The feeler multiplier is “_feeler” by the way. Just one more thing for me to fix.

Also because the code doesn’t actually utilize the speed of the ai as stated in the description, a stationary ai may still try to avoid an obstacle. That could account for some strange things.

If anyone is interested in using it right away here is what I think the function should look like. I’ve fixed it to correctly use the feeler length multiplier and take into account the ai’s speed.
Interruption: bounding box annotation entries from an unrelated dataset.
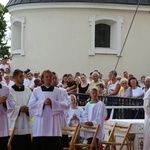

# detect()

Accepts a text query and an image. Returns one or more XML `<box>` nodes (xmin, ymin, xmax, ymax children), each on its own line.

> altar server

<box><xmin>9</xmin><ymin>69</ymin><xmax>31</xmax><ymax>150</ymax></box>
<box><xmin>143</xmin><ymin>89</ymin><xmax>150</xmax><ymax>150</ymax></box>
<box><xmin>29</xmin><ymin>70</ymin><xmax>69</xmax><ymax>150</ymax></box>
<box><xmin>0</xmin><ymin>73</ymin><xmax>15</xmax><ymax>150</ymax></box>
<box><xmin>67</xmin><ymin>94</ymin><xmax>83</xmax><ymax>125</ymax></box>
<box><xmin>84</xmin><ymin>87</ymin><xmax>107</xmax><ymax>144</ymax></box>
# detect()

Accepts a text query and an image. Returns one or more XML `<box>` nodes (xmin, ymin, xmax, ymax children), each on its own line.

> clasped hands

<box><xmin>20</xmin><ymin>105</ymin><xmax>29</xmax><ymax>113</ymax></box>
<box><xmin>0</xmin><ymin>96</ymin><xmax>7</xmax><ymax>103</ymax></box>
<box><xmin>44</xmin><ymin>98</ymin><xmax>52</xmax><ymax>106</ymax></box>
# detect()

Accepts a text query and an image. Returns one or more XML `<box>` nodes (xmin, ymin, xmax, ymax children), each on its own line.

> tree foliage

<box><xmin>0</xmin><ymin>4</ymin><xmax>10</xmax><ymax>57</ymax></box>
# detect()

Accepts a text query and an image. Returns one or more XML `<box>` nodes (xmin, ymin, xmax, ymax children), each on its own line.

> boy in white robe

<box><xmin>52</xmin><ymin>72</ymin><xmax>71</xmax><ymax>147</ymax></box>
<box><xmin>67</xmin><ymin>94</ymin><xmax>83</xmax><ymax>125</ymax></box>
<box><xmin>0</xmin><ymin>73</ymin><xmax>15</xmax><ymax>150</ymax></box>
<box><xmin>143</xmin><ymin>89</ymin><xmax>150</xmax><ymax>150</ymax></box>
<box><xmin>9</xmin><ymin>69</ymin><xmax>31</xmax><ymax>150</ymax></box>
<box><xmin>29</xmin><ymin>70</ymin><xmax>69</xmax><ymax>150</ymax></box>
<box><xmin>84</xmin><ymin>87</ymin><xmax>107</xmax><ymax>148</ymax></box>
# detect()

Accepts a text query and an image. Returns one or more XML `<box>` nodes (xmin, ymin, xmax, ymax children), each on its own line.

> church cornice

<box><xmin>8</xmin><ymin>2</ymin><xmax>150</xmax><ymax>12</ymax></box>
I’ve also replaced some very strange vector math with something more straight forward and altered names to be more descriptive and accurate.
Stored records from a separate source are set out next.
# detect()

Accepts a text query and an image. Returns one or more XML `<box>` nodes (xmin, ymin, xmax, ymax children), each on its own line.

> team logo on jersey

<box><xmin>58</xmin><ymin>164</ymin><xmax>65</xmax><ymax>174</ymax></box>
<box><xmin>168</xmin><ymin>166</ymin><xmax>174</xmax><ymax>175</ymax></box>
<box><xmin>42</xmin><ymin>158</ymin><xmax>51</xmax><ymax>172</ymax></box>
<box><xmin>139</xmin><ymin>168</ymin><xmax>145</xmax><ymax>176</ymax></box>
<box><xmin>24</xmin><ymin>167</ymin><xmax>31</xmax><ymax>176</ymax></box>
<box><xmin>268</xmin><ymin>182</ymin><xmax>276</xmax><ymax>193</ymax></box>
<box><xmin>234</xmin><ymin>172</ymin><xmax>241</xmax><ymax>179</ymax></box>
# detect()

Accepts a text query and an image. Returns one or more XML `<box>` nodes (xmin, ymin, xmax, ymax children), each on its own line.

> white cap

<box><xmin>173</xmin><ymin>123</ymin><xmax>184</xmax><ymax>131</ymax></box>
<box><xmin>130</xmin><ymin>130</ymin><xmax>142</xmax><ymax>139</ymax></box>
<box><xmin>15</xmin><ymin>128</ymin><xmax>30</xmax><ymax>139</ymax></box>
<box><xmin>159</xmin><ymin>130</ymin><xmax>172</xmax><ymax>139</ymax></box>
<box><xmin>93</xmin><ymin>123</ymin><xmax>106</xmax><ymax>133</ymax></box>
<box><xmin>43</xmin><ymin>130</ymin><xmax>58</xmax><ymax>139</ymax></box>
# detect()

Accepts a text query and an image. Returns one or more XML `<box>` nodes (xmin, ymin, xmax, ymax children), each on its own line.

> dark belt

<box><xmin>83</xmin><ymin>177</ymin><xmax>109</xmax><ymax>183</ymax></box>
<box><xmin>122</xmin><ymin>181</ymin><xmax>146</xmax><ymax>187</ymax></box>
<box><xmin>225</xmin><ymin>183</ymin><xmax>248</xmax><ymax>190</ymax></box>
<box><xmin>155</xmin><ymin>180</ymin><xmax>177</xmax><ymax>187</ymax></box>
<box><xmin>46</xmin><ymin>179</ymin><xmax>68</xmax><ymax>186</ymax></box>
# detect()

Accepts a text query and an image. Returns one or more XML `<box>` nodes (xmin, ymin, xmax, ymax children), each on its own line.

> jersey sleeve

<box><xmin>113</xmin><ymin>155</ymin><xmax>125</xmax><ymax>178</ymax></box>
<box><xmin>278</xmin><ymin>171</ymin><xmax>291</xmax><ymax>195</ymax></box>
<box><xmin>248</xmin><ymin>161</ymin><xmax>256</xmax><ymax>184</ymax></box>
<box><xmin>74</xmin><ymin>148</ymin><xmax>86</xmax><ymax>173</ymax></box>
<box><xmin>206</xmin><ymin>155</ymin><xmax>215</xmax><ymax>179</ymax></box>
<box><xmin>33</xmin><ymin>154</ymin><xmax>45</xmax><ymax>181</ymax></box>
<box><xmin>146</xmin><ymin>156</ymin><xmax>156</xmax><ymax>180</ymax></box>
bool ObstacleAvoidance::obstacle_detection() {
  // Calculate the volume of the AICharacter with respect to render
  PT(BoundingVolume) np_bounds = _ai_char->get_node_path().get_bounds();
  CPT(BoundingSphere) ai_bounding_sphere = np_bounds->as_bounding_sphere();
  LVecBase3f avoidance(0.0, 0.0, 0.0);
  double distance = 0x7fff;
  double collision_radius; //the distance from obstacle to ai at which their boundries collide
  LVecBase3f to_obstacle;
  LVecBase3f prev_avoidance;
  for(unsigned int i = 0; i < _ai_char->_world->_obstacles.size(); ++i) {
    PT(BoundingVolume) bounds = _ai_char->_world->_obstacles[i].get_bounds();
    CPT(BoundingSphere) bsphere = bounds->as_bounding_sphere();
    LVecBase3f near_obstacle = _ai_char->_world->_obstacles[i].get_pos() - _ai_char->get_node_path().get_pos();
    // Check if it's the nearest obstacle, If so initialize as the nearest obstacle
    if((near_obstacle.length() < distance) && (_ai_char->_world->_obstacles[i].get_pos() != _ai_char->get_node_path().get_pos())) {
      _nearest_obstacle = _ai_char->_world->_obstacles[i];
      distance = near_obstacle.length();
      collision_radius = bsphere->get_radius() + ai_bounding_sphere->get_radius();
    }
  }
     LVecBase3f forward = _ai_char->get_char_render().get_relative_vector(_ai_char->get_node_path(), LVector3f::forward());
     forward.normalize();
     LVecBase3f feeler = collision_radius + _ai_char->get_velocity().length() * _feeler;
     to_obstacle = _nearest_obstacle.get_pos() - _ai_char->get_node_path().get_pos();
     LVecBase3f project = forward * to_obstacle.length();
     LVecBase3f perpendicular = project - to_obstacle;
     // If the nearest obstacle will collide with our AICharacter then send obstacle detection as true
     if((_nearest_obstacle) && (perpendicular.length() < collision_radius) && (project.length() < feeler.length())) {
       return true;
     }
     return false;
}

With any luck I’ll eventually get my comprehensive overhaul of the ai working and out into the cvs so you may want to wait it out.

Hmm, changing the max speed should not be a problem, as I can save the former position, get the new one, calculate the moving angle an reposition the model myself, with the speed I want.

Will try this, thanks a lot.
I want to try to model a pathfinding mesh too, as my scenário is pretty much a plane, I thing it should be easy.

Again, thank you.

Hmm, tried replacing the obstacle avoidance example with my models, reducing the pursue priority and increasing the max force and it seems to work.
Still in my application it does not.
I am try/excepting the first call of update, that have an assertion error:
Assertion failed: !is_empty() at line 1253 of panda/src/pgraph/nodePath.cxx

This might be causing it, still I could not find the root cause of the problem.
Well, thanks again, I will keep looking.